Apart from the relentless war on pesticides being waged by the EU against farmers, there have been two further pieces of legislation on different topics that demonstrate why Brexit is essential.
The first is about the disposal of waste plastic. There is no doubt this causes serious maritime environmental problems.
Symphony Environmental Technologies, a firm in Hertfordshire in my Eastern England constituency, anticipated this some years ago and have developed a product – oxo-biodegradable plastic.
A chemical is incorporated into the plastic which ultimately breaks it down into such small fragments that they lose their polymer structure and are no longer technically plastic.
But it gets better, because the customer can specify how long they want the plastic to last before the degradation commences.
In UK agriculture, we consume colossal quantities of plastic as winter frost protection for vulnerable crops and for haylage/silage wrap.
Both become too contaminated for credible recycling and both cost money to dispose of legally.
If Symphony’s product was used, the plastic could be stacked in a redundant building after use and would slowly disappear.
Rather than seizing on this remarkable technology, the EU has done everything it can to suppress it.

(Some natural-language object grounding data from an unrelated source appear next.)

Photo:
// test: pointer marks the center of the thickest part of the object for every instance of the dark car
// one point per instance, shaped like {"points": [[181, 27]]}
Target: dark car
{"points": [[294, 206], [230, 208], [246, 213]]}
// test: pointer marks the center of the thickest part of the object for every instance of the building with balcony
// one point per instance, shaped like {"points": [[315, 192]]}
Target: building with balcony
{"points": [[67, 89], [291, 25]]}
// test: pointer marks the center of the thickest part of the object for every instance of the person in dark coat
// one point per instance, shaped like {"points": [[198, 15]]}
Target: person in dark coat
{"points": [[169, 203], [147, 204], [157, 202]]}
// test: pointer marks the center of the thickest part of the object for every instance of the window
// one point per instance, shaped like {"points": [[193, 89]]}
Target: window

The Environment Committee there has claimed that it is not genuinely bio-degradable because of the catalyst chemical, and that the ocean is too cold for this technology to work properly.
This is a spurious argument because, as mentioned above, it never needs to get as far as the ocean.

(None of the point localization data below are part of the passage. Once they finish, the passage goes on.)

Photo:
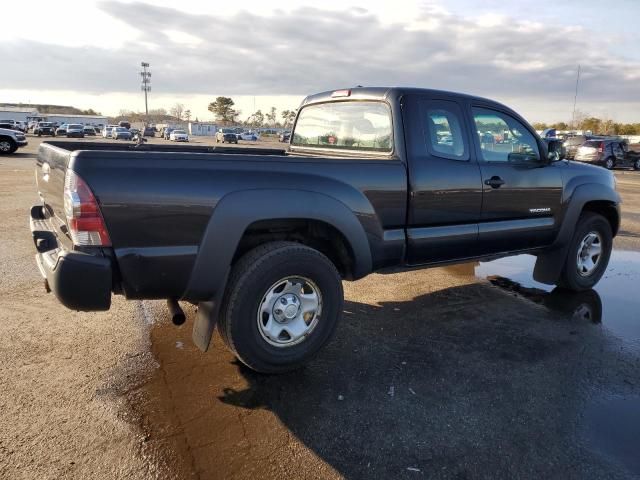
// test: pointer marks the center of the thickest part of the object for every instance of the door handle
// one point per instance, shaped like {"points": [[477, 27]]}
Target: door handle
{"points": [[494, 182]]}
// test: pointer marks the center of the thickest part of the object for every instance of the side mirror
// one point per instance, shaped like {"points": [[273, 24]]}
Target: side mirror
{"points": [[555, 150]]}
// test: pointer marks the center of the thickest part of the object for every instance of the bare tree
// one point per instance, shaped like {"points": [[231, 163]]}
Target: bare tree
{"points": [[177, 110]]}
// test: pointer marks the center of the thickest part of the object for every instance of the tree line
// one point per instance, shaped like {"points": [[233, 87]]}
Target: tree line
{"points": [[225, 113], [599, 126]]}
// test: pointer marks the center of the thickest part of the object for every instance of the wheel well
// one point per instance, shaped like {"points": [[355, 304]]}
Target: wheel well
{"points": [[313, 233], [607, 210]]}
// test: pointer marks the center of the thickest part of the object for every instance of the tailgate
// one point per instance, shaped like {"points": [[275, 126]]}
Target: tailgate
{"points": [[51, 167]]}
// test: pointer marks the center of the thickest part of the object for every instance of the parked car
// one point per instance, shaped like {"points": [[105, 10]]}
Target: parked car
{"points": [[89, 130], [11, 139], [572, 143], [179, 136], [44, 128], [608, 153], [250, 136], [226, 135], [106, 131], [75, 130], [284, 136], [261, 240], [166, 132], [120, 133]]}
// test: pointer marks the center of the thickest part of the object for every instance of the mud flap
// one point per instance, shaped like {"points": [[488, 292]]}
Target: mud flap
{"points": [[549, 265], [204, 324]]}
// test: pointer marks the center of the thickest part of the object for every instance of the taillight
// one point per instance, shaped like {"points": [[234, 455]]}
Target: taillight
{"points": [[84, 218]]}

There is, of course, more to this than meets the eye.
An Italian firm has an inferior technology, whose use the Italian Government has made mandatory, and they would like the Commission to do the same across the EU.
The Commission has responded by instigating a full scientific study of the British concept.
This has not been completed, but the European Parliament has not bothered to wait for the results and, last week, pushed through legislation which denies the right of oxo-biodegradable products to be classed as ‘biodegradable’, an essential classification if, in time, only plastics with this badge can be sold.
There was also a recent European Court of Justice (ECJ) ruling that genome editing plant breeding methods must face the same massive regulatory hurdles as genetic modification, effectively making it impossible to develop genome editing, which manages a plant’s natural mutation system, as opposed to incorporating foreign DNA.
This has created despair, dismay, distress and disbelief across the European scientific community, but what a wonderful opportunity for a post-Brexit Britain.